Preparing students for what comes next
According to our research, 61 percent of students cite reading loads (on average more than 50 hours monthly on reading and study prep) as a top driver of burnout. Tools like Acrobat AI Assistant can help reduce the work and stress — and lower student attrition. Integrated into student learning and workflows, AI-enhanced Adobe applications can help students with study and exam prep, summarizing dense materials, organizing study guides, and clarifying complex concepts. The software also supports accessibility and inclusive learning, enabling students to engage with course materials in efficient, interactive ways, and with practical outputs like mobile-friendly and accessible PDFs.
We also want to encourage students to move beyond passive consumption to active creation, which builds skills necessary for future work or advanced academic pursuits. Adobe Studio, Creative Cloud, and Adobe Express allow students without design experience to create with industry-standard applications, producing multimedia content while sharpening their creative thinking.
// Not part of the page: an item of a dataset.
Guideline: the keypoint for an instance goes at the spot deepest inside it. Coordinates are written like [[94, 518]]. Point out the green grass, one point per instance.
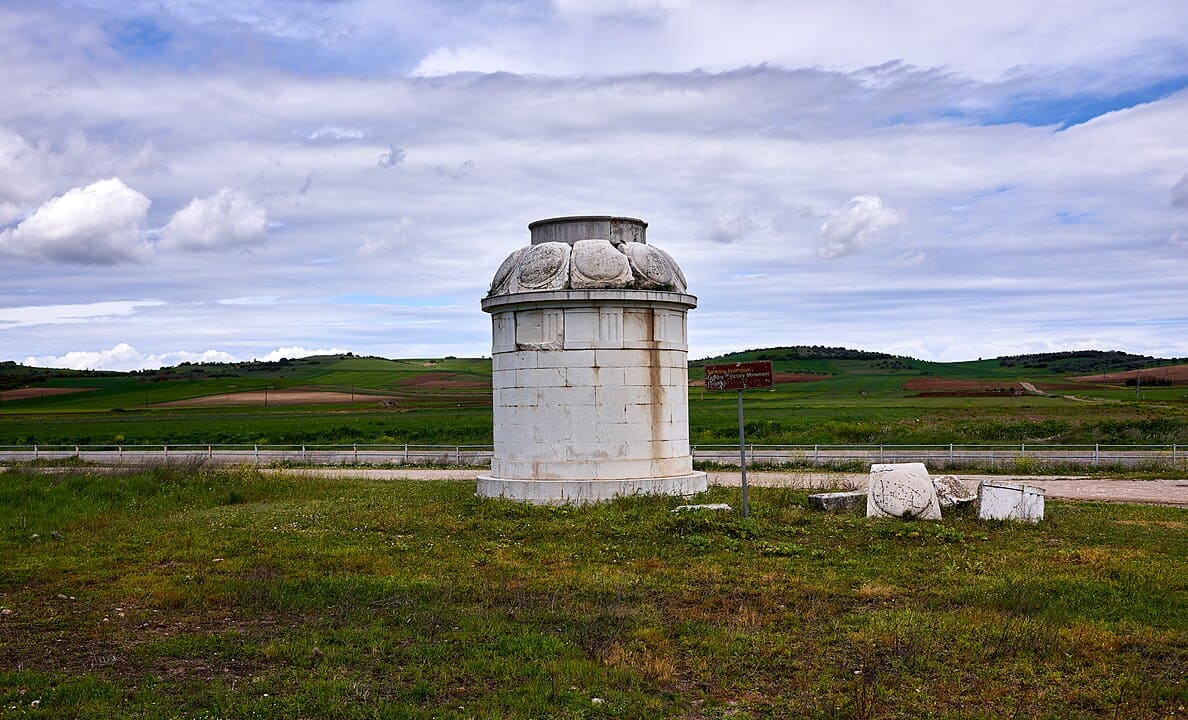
[[189, 593]]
These tools not only enable students to create and express themselves in their work, but they also help students develop the AI and digital skills they need to become part of today’s workforce – many who used Adobe applications in the classroom found jobs within six months of graduating. Students who become skilled with Adobe applications are more successful in finding employment after graduation: In a recent impact report co-authored with Edelman, 85 percent of students and 92 percent of early-career alumni agreed that creative tools like Adobe’s helped them build skills and experience for their resumes or portfolios. Furthermore, Creative Campus graduates report being hired faster, with business majors landing jobs 15 percent sooner than their peers.
Partnering to accelerate the integration of AI into higher education
Working together, Adobe, universities, administrators, and educators can bring AI safely and responsibly and ethically to campus, transforming learning and preparing students for the future of work. We know this partnership requires transparency and collaboration.
We look forward to working with institutions that are not yet part of the Creative Campus network. Together, we can build the foundation for a future in which creativity and career readiness are central, and AI enhances both teaching and learning.